What do you like best about your job?
What I enjoy most as an architect, designer and urbanist is being able to work at many scales and integrate academic and practice experience. Though most of my work has focused on large-scale corporate projects, I have been fortunate to have designed “one of everything,” from corporate headquarters to residential, cultural, healthcare, and government projects. What is really rewarding working at HGA is collaborating with the expansive and diverse expertise across the firm. I have found this collaborative environment helps HGA coalesce an impressive knowledge bank to focus on complex projects and create unique and impactful solutions for clients.
What are opportunities for workplace culture today?
There are profound and exciting changes happening in the current and future workforce. One of the most fascinating and challenging trends is a movement toward a more human-centered authentic experience at every scale.
What this means in the workplace is work that matters, an environment that espouses a meaningful corporate brand, integrates work/live/culture lifestyle, supports diverse/multigenerational teams, and utilizes appropriate, convenient technology. The workplace of tomorrow will be an even more flexible diversity of spaces and places. It will be very exciting to engage in these transformations.

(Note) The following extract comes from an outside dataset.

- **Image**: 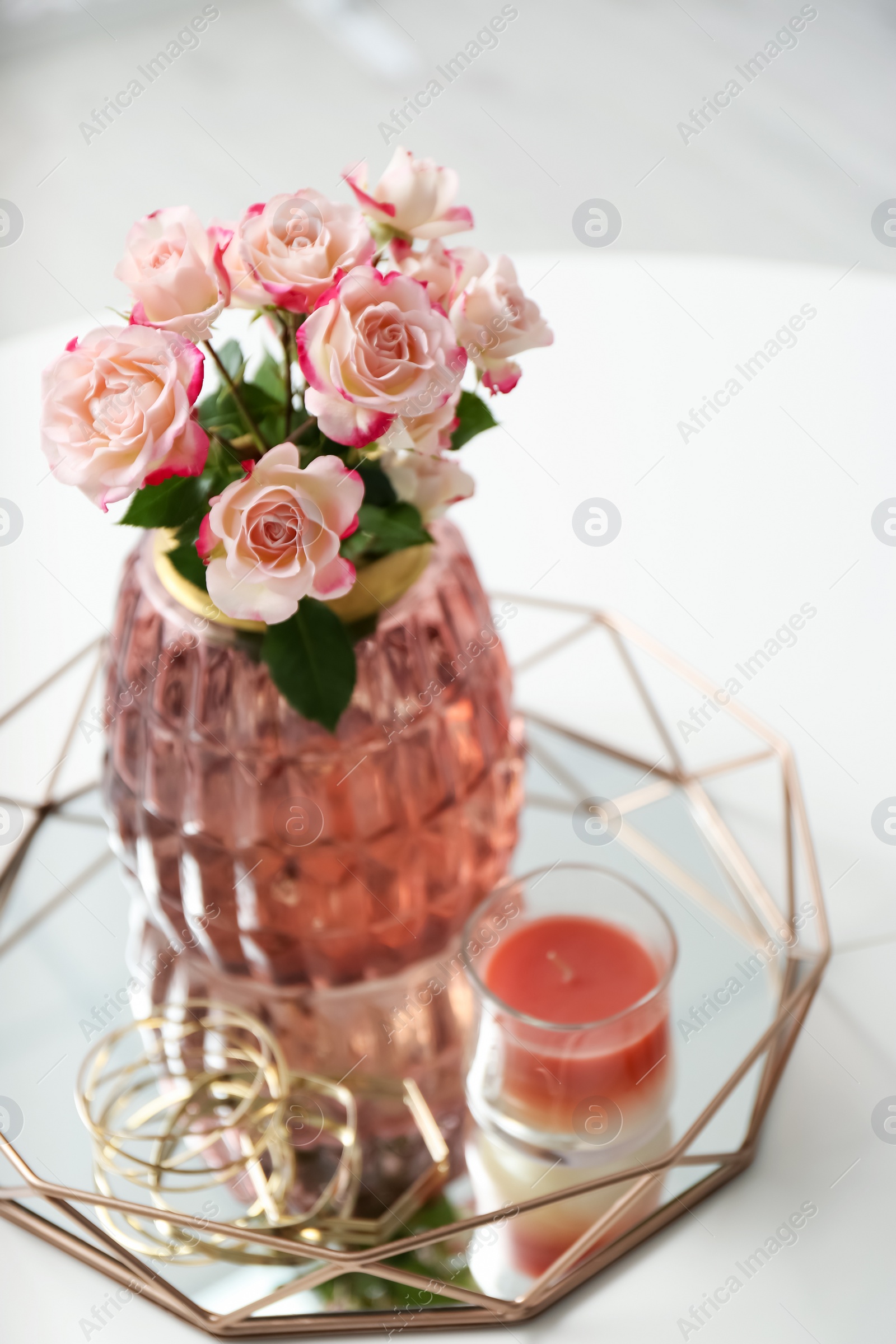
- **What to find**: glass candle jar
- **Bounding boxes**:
[462,864,677,1163]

How do you help clients innovate, grow, and thrive?
Not all innovative companies are equal, so one solution to all is not the best recipe. Yet the goal to attract and retain the best talent is certainly a universal aspiration for all companies.
To create a successful project, we must be a resourceful advocate for harnessing cultural and social change driving innovative workplace design. We must really listen and learn to align our design thinking at HGA around our research, engagement, understanding and observation of our clients’ mission, brand, and goals. For me, this is the most important part of creating successful, impactful projects that allow companies to innovate, grow, and thrive.
What is the ideal project?
I am most intrigued by urban-centric, mixed-use projects because they integrate a diversity of uses (office, residential, retail, and cultural, etc.) into an independent, human-focused community. The fascinating part of these projects is the design of interstitial spaces between the different building types as places where interesting interaction occurs.
For instance, a project on the boards right now is a center for the performing arts for a longstanding corporate client. It is the cultural center of a 26-acre, mixed-use urban corporate headquarters. A large performance hall, black box theatre and associated meeting and reception spaces are integrated into a compact community of high-rise buildings. The unique challenge is designing a symbiotic dialogue between a cultural center and buildings of different and diverse scales and uses.